Please post some pictures of your Hot Rooms, like layout/size and what Safety precautions you have (locks/lighting?)

also please post pictures of what equipment you use (hooks/tongs/Vivs/racks)

And some pictures of you handling the Venomous with the tools would be great also...

thanks for your time

Dec


----------



## SiUK (Feb 15, 2007)

you seen my pics before but, heres a few again, I forgot all about the pics I said id take today il have to do it tommorow.

safetly precautions I built into the room was.

A window to look into the room before entering, I had the lightswitch put outside of the room as well, I have a fire extinguisher outside the room with a hook on the wall in case of an escape in the room, theres a big sign on the door. theres a narrow piece of wood screwed to the floor along the bottom of the door to seal any gap and draft excluder around the frame for the same purpose.

Just inside the room I have the first emergency lighting, its just a hit on battery light but will do in case of a power cut, theres two more of these dotted around the room, when I built the room all the gaps cracks no matter how small were sealed with decorators caulk.

All the equipment is in one place within reach of the viv, the viv has a lock obviously and a warning sign on it, all the envenomation protocols are in one place within easy reach and theres a piece of paper with important phone numbers on it pinned to the wall, I never go in the room without a mobile phone just in case.









emergency light is the round thing next to the door









theres more equipment than that now.


----------



## A.piscivorus (Feb 8, 2007)

Nice pics Si.


----------



## boabloketony (Jan 22, 2007)

Where have I been?
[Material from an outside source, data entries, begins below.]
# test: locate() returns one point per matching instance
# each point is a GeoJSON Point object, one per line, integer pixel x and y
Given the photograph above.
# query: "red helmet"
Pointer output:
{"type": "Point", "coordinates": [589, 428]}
I didn't know you kept hots Si :shock:


----------



## SiUK (Feb 15, 2007)

yeah I do mate, only for just under 3 months though


----------



## Declan123 (Dec 29, 2007)

Thanks ever so much Si for sharing....Anyone eles?


----------



## Declan123 (Dec 29, 2007)

Cmon, ive seen Si, and Erics rooms atm


----------



## knighty (Feb 27, 2008)

just curious as to what the fire extingiusher does to the snake:whistling2:

what type is it, foam powder ect?


----------



## brian (Oct 22, 2005)

Si how do you close the door behind you as I don't see any handles or am I looking at something else......


----------



## SiUK (Feb 15, 2007)

yeah its a foam one for small electrical fires amongst other things, there is no handle on the inside of the door the outside is the bolt and padlock and inside theres a door stopper which can be kicked out of the way, I did think about putting a catch on the inside but I didnt want something that couldnt be opened from the outside just in case, in an emergency then I wouldnt be trapped inside.


----------



## joe0709 (Sep 22, 2007)

si whats in that little glass tank. the one on its own ? 2nd pic


----------



## jaysnakeman (May 10, 2006)

just a point si if its a normal afff extinguisher dont use it on an electrical fire afff is 94% water adn will conduct electricity like a copper wire lol


----------



## SiUK (Feb 15, 2007)

thats got a P.murinus in it mate.


----------



## SiUK (Feb 15, 2007)

jaysnakeman said:


> just a point si if its a normal afff extinguisher dont use it on an electrical fire afff is 94% water adn will conduct electricity like a copper wire lol


dont exactly know what it is mate, but it says its suitable for electrical fires on it.


----------



## jaysnakeman (May 10, 2006)

shake it if it sounds like its got liquid in there it will probably be afff


----------



## dannylatics (Mar 27, 2007)

what hots do you keep at the mo Si? 

nice room


----------



## jaysnakeman (May 10, 2006)

got a couple of pics for you declan not very good but just shows some of my handling stuff








two midwest ultralight hooks, midwest gloves, 24" feeding tongs, two pairs of 12" tongs








40" gentle giants and 40" pilstrom style tongs








24" gentle giants and a torch in case of powercuts

i know the pics arent too good but it gives you an idea


----------



## Declan123 (Dec 29, 2007)

Thanks alot Jay, much apprecated...


----------



## jaysnakeman (May 10, 2006)

no probs mate


----------